Castle of Volognano
The Castle of Volognano is reached by following the SP34 road that connects Florence and Rosano. From Rosano follow the SP90 towards Rignano sull’Arno.
Situated at the top of one of the last hills of the Poggio di Firenze that slope down to the Arno, the Volognano Castle has a dominant position both strategic and scenic near where the Arno and Sieve rivers merge and close to the territories of Pontassieve, Vallombrosa, Pratomagno, and Valdarno.
The origin of this settlement seems to be from the Roman era. Remains from this period have been found at the Bertinga farm on a hill west of the castle. The village was mentioned for the first time in 1214 in a document pertaining to the church of San Michel a Volognano, while the castle is mentioned on a map from the monastery of Vallombrosa dated 1220 and in an act from 1299 stipulating 'castro de Volognano'. In the middle ages the castle was the residence of the Quona family, overlords of the castle by the same name above Remole where they lived until the castle is destroyed by the Florentines in 1143. Established at Volognano they adopt this name to distinguish themselves from other branches of the family.
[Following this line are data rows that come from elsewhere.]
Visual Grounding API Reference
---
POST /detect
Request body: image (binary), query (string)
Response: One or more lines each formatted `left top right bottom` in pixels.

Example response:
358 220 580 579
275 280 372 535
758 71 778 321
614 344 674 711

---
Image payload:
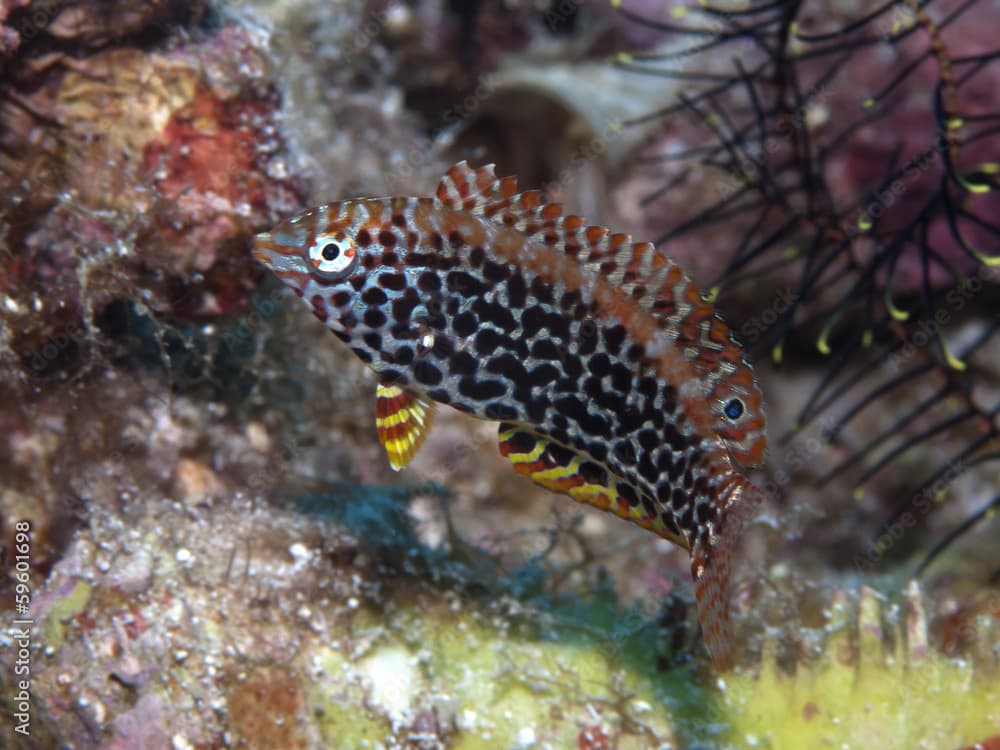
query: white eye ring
309 235 358 279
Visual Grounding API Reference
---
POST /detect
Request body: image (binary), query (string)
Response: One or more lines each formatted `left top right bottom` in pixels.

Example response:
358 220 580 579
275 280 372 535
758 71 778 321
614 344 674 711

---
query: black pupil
723 398 743 419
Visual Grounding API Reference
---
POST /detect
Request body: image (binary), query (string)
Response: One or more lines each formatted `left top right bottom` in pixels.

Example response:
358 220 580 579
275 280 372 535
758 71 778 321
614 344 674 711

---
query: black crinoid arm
618 0 1000 582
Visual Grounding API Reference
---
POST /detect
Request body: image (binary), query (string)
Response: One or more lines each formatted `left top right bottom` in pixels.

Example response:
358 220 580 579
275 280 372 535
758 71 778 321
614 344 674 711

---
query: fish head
253 198 429 379
710 360 767 468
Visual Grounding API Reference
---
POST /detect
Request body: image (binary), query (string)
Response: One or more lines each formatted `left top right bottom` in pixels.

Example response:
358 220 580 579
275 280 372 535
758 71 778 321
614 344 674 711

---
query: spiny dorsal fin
436 161 763 465
434 161 504 214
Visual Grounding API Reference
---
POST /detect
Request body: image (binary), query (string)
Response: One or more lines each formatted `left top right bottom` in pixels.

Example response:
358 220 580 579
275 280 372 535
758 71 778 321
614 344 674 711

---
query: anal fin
499 422 687 547
375 383 434 471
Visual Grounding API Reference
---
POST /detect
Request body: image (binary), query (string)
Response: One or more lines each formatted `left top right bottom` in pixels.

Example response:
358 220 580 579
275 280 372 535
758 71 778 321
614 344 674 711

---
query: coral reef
0 0 1000 750
0 2 303 394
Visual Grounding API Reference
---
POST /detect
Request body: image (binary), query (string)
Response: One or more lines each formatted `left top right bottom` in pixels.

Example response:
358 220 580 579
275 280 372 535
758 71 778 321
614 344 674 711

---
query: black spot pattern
340 242 714 552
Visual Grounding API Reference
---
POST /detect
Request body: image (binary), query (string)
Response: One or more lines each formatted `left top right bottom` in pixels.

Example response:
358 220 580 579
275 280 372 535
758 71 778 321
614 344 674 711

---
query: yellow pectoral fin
375 383 434 471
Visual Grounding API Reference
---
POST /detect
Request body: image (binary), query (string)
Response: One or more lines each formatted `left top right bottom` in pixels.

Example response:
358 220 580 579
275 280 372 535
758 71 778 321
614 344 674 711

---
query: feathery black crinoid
618 0 1000 577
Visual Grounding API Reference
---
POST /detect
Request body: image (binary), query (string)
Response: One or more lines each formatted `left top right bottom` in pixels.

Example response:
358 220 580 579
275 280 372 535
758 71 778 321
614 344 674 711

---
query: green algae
42 581 92 649
294 589 1000 750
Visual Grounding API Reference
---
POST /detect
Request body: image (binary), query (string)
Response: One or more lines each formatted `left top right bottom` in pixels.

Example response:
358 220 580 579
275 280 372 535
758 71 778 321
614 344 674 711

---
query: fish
252 161 767 672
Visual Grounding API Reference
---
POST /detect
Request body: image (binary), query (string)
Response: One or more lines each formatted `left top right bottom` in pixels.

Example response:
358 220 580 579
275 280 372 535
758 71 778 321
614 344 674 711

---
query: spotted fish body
254 162 765 669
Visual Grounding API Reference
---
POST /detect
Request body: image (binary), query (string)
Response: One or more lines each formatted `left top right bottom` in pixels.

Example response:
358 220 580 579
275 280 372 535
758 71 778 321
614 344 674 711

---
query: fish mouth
250 232 278 268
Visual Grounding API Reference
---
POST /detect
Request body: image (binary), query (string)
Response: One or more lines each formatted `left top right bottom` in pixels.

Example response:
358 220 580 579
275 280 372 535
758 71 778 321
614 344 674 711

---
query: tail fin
691 477 764 672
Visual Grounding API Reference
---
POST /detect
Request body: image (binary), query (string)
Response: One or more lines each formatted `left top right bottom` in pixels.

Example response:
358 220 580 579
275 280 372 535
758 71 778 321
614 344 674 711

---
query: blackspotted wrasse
253 162 766 670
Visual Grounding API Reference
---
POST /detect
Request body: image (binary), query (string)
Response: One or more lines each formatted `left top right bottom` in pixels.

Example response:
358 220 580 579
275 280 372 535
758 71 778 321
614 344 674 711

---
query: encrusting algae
254 162 766 670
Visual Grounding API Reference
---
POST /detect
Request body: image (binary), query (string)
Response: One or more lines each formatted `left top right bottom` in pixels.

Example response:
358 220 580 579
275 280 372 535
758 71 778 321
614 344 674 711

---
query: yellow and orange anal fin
691 479 763 672
375 383 434 471
499 423 687 547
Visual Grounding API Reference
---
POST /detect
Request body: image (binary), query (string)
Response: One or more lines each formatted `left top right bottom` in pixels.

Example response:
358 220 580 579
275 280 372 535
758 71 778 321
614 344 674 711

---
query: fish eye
309 236 358 280
722 398 744 421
The Da Quona da Volognano were involved in the arson of the center of Florence during the battle between the Guelphs and the Ghibellines and for this reason, in 1304 the Guelph government occupied and destroyed the castle, after repossessing everything they found there.
The lowered tower, tracts of masonry made of alberese stone laid in regular and parallel lines, an entrance way made of an ogive arch, the finish of the stones still visible on one side of the tower, make it plausible to date the castle from the 13th century.
The actual appearance is that of a villa/farm house of decided neo-gothic taste, still dominated by the strong crenellated tower of the keep. The church of San Michele is located in the interior of the castle in the center of small courtyard. The whole structure is surrounded by a elliptical shaped wall crossed by a single street to which entrance is made from a door with an ogive arch, partially preserved. Residences and infrastructures were built here in the course of centuries.